Ninety-seven years ago today, my mother was born in the small Central Florida town of Orlando. She was the first child of John and Willie Peck, and her beginnings were humble and inauspicious.
(Mom in the front, with her sister and cousins, about 1928.)
Mom’s stories about her childhood were always uplifting, and photographs (of which I have many!) show a happy, playful child, surrounded by friends, cousins, grandparents, and her sisters. Her life was peripatetic, as her dad was a seafaring man and he took his family to his ports of call whenever he could. That life didn’t suit my grandmother well, however, and they were divorced when mom was about 9 or 10 years old. Throughout my mother’s life, she remained devoted to her dad in nearly unreasonable circumstances.
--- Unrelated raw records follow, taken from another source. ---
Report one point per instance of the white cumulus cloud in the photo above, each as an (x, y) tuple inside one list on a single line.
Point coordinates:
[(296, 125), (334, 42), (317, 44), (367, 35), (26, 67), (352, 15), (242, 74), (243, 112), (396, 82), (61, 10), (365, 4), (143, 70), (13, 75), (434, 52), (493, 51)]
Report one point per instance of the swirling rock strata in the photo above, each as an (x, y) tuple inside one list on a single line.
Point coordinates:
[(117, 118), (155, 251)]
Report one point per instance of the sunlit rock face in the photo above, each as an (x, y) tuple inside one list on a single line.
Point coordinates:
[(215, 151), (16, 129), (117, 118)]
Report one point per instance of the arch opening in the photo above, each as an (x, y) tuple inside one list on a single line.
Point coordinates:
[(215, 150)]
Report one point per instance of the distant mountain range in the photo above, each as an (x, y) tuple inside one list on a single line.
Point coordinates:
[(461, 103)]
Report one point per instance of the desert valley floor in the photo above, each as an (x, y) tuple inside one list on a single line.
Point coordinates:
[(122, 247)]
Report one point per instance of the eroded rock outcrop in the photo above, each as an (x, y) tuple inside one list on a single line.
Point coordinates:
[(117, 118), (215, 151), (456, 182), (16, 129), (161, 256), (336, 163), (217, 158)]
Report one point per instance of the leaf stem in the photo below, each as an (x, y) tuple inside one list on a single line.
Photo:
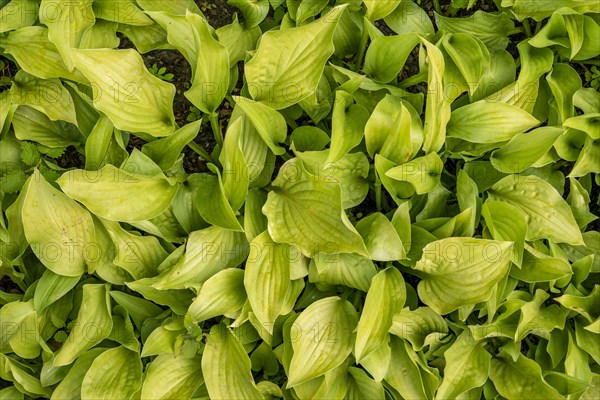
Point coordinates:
[(377, 192), (527, 27), (200, 151), (362, 49), (216, 127), (437, 7)]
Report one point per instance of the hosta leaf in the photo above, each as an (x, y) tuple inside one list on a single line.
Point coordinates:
[(547, 213), (326, 347), (267, 278), (422, 173), (467, 367), (419, 327), (381, 238), (18, 14), (226, 367), (489, 122), (172, 377), (539, 267), (59, 231), (301, 202), (114, 374), (208, 251), (408, 17), (351, 172), (437, 108), (211, 73), (377, 9), (119, 195), (385, 298), (166, 151), (66, 24), (24, 42), (407, 373), (524, 149), (221, 294), (348, 123), (93, 324), (269, 123), (126, 92), (506, 222), (387, 55), (45, 95), (122, 11), (52, 287), (520, 379), (492, 29), (346, 269), (461, 271), (360, 386), (289, 63)]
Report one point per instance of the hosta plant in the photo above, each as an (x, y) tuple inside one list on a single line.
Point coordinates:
[(398, 200)]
Mom – her name is Cecilia – suffered a variety of illnesses as a child, including malaria, which kept her from attending school regularly, but she studied hard and maintained her grades. In 1934, when she was just 14, she was raped by a young man who was a boarder at my Granny’s boarding house. In order to preserved the family’s “honor,” she was then forced into marriage with a man who was 35 years her senior. George was a bootlegger, and his money and connections likely made life during the Great Depression much easier for the family. Mom’s feelings didn’t matter much, and she resented that forced marriage for the rest of her life.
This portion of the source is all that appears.